Tents of the Great War



Genoese Ensign Giusepe Chioni, one of the officers held by the Austro-Hungarians after the infernal fighting, did not stop for a moment to miss Ligurian peasant dishes. Within what is the desperation of hunger, he did something that to anyone would seem an impossible task to undertake: he proposed to document the food of his land and other regions of the country with recipes. Another colleague of his who suffered the same fate, Giosuè Fiorentino, from the south, and of whom hardly anything is known, dedicated himself to the same culinary mission. The two, it seems, were interned in the same lager near Hannover, but it is unknown if at any time they had contact, they were treated, or if they belonged to the same flag. They agreed, yes, in the unstoppable vocation of alleviating hunger by keeping the memory alive until documenting it in a persevering way and it can be said that it was conscientious.
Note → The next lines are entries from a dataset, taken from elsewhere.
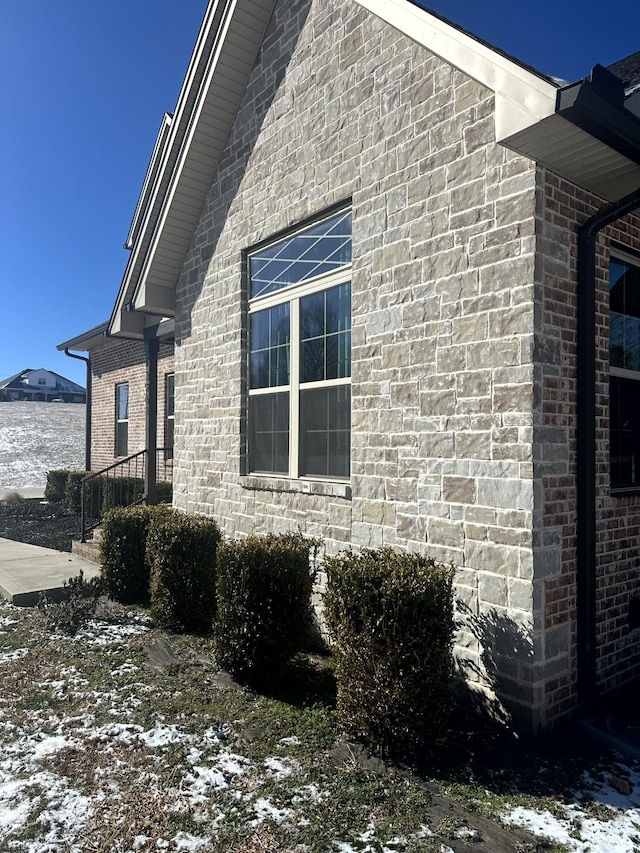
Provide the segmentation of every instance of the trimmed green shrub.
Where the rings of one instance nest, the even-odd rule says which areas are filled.
[[[67,469],[47,471],[47,485],[44,489],[44,498],[52,504],[64,503],[65,487],[70,472]]]
[[[132,506],[142,500],[144,480],[142,477],[103,477],[102,512],[119,506]]]
[[[210,518],[163,508],[147,535],[151,614],[162,628],[209,634],[216,610],[220,529]]]
[[[450,709],[453,567],[381,548],[326,570],[340,721],[377,750],[428,747]]]
[[[266,680],[301,649],[316,548],[315,540],[292,533],[220,546],[216,657],[236,678]]]
[[[82,481],[91,471],[69,471],[64,487],[64,505],[70,512],[80,512]],[[104,477],[94,477],[85,485],[85,511],[89,518],[98,518],[102,505]]]
[[[67,482],[64,487],[64,502],[71,512],[80,512],[80,489],[82,480],[90,471],[69,471]]]
[[[102,520],[100,565],[110,598],[122,604],[149,601],[146,559],[149,523],[166,507],[130,506],[109,510]]]
[[[166,480],[158,480],[158,503],[170,504],[173,500],[173,484]]]

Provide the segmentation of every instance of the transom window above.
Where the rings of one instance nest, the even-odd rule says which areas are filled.
[[[351,263],[351,211],[325,219],[249,256],[252,299]]]
[[[249,255],[249,470],[346,479],[351,212]]]

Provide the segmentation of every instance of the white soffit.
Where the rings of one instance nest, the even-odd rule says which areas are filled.
[[[506,144],[607,201],[640,186],[637,163],[559,115],[516,134]]]
[[[208,191],[207,178],[213,174],[217,158],[226,141],[241,93],[246,85],[234,63],[234,51],[245,54],[247,59],[242,68],[248,76],[267,23],[271,17],[275,0],[209,0],[207,10],[189,67],[173,113],[166,141],[161,146],[159,167],[155,172],[153,187],[148,193],[141,221],[136,229],[127,268],[120,285],[110,320],[110,332],[138,337],[142,335],[144,318],[135,311],[127,310],[135,302],[144,310],[145,276],[153,276],[156,285],[175,287],[193,230],[196,227],[202,203]],[[226,39],[231,32],[231,44]],[[216,77],[217,99],[203,110],[203,102],[211,100],[212,77],[216,76],[221,53],[226,59]],[[241,63],[242,64],[242,63]],[[231,86],[225,87],[226,78],[232,78]],[[222,83],[220,83],[222,80]],[[225,91],[225,89],[227,91]],[[230,96],[229,89],[234,92]],[[228,102],[231,117],[224,116]],[[219,112],[218,112],[219,111]],[[211,114],[213,112],[213,115]],[[199,125],[200,134],[194,129]],[[194,143],[190,156],[190,144]],[[202,142],[203,144],[199,144]],[[200,162],[197,162],[200,160]],[[204,162],[202,162],[204,160]],[[185,167],[185,161],[188,161]],[[209,180],[210,183],[210,180]],[[176,186],[180,191],[176,193]],[[169,220],[171,220],[169,222]],[[167,227],[168,226],[168,227]],[[173,242],[177,254],[171,251],[172,262],[153,264],[154,255],[164,239]],[[160,253],[159,253],[160,254]],[[156,275],[157,274],[157,275]],[[138,296],[142,286],[143,292]]]
[[[496,141],[555,112],[557,86],[407,0],[356,0],[496,96]]]
[[[136,309],[147,305],[147,282],[175,288],[273,6],[274,0],[227,3],[136,287]]]

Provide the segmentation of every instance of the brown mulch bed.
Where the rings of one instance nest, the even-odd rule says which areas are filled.
[[[0,538],[71,551],[71,540],[80,538],[80,518],[41,501],[0,502]]]

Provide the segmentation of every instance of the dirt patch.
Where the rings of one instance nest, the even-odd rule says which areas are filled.
[[[0,538],[71,551],[71,540],[80,538],[80,518],[40,501],[0,503]]]

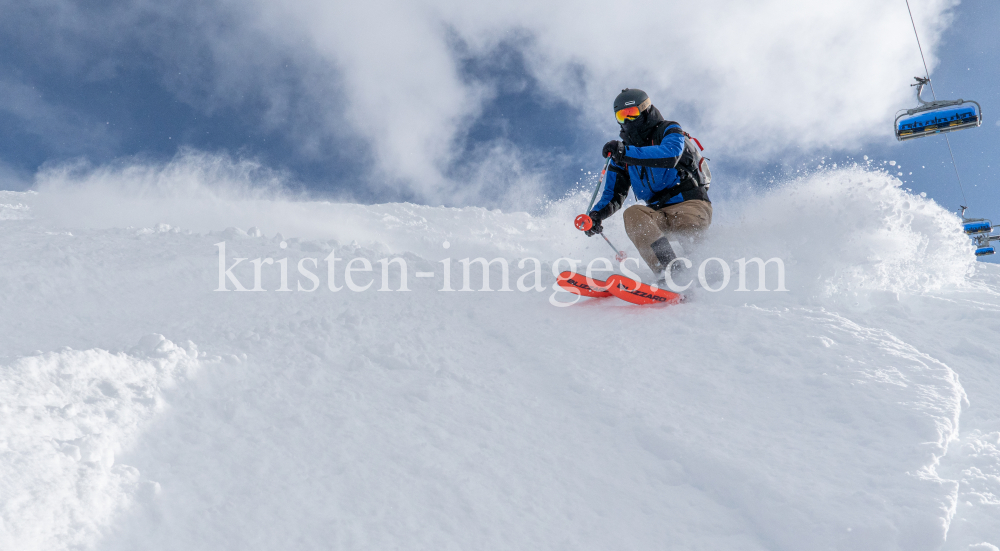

Chioni baptized her historic recipe book with the name of Ars culinaria, but the recipes did not see the light, accompanied by those of Giosuè, until a granddaughter of hers decided to give them to the press in the 21st century. It was published in 2008 under the title of La fame e la memoria ”(Ricettari della Grande Guerra, Cellalager 1917-1918). I came across a copy a couple of years later and to this day I am still amazed that someone in such dramatic circumstances would have had the resignation to dedicate their time not to satiating hunger with memories, something that is understandable, but to compiling recipes with informative instinct. We are facing an extraordinary case in gastronomic literature of all time, so unusual that it surpasses the established cliché that food is the great topic for Italians, even in the midst of a famine.

In the story that concerns us, not only one is the protagonist, but two are the Carpantas: a son from the north and another from the mezzogiorno. Both competed with the culinary encyclopedism of Pellegrino Artusi, who had written at the end of the 19th century Science in the kitchen and the art of eating well, widely considered the great culinary treatise of Italy. Moreover, there are those who are still determined to put the simple conception of “cucina povera” expressed in fame and memory with the honesty of the hungry and their veneration for food before the elitism of Artusi. Hunger erases all traces of snobbery, in comparison peasant cuisine wins, that of tradition. Artusi, on the other hand, prioritizes the recipes of the Italian bourgeoisie with his approach, and does not hide it. It is, instead, that of our Marquise de Parebere.

The experience of the German concentration camp in Celle must have been extremely harsh, compounded by the cold and the very meager rations of food. This became a recurring and disturbing thought for the Italian prisoners. In this way, the two main cookbooks of this story were born, which were finally brought together in one, prepared by Giuseppe Chioni and Giosuè Fiorentino. The two NCOs to fight against the nightmare of hunger and monotony invented an exchange of impressions on food with the rest of the inmates: they transcribed the recipes in notebooks, beyond belief, even with graphics, also made by hand, and drawings of the dishes described. The pages of La fame e la memoria feature French-inspired fricandos from Piedmont that Chioni brings up, in addition to the Ligurian pestos of his land, and the humble polenta. Through Chioni and Fiorentino I know about marro that is made with lamb tripe stuffed with entrails, boiled egg and ham, and many other things. From north to south of the peninsula, all of Italy is represented in this epic of famines. There are also fabled recipes with the spasmodic desire to fill the belly through imagination, such as the stuffed ground hedgehog in the oven. But all dishes are guided by the same reason: the need for home, the warmth of family members, in short, the desire to feel at home. Melancholy thus contributes to creating a misconception, because it is unlikely that the family kitchen was then as opulent as is described in the memories of the soldiers driven into delirium by the desire to eat. Perhaps the idea of ​​putting together so many tasty dishes is also associated with the equally compelling desire for freedom. A kind of gratifying reverie of captivity.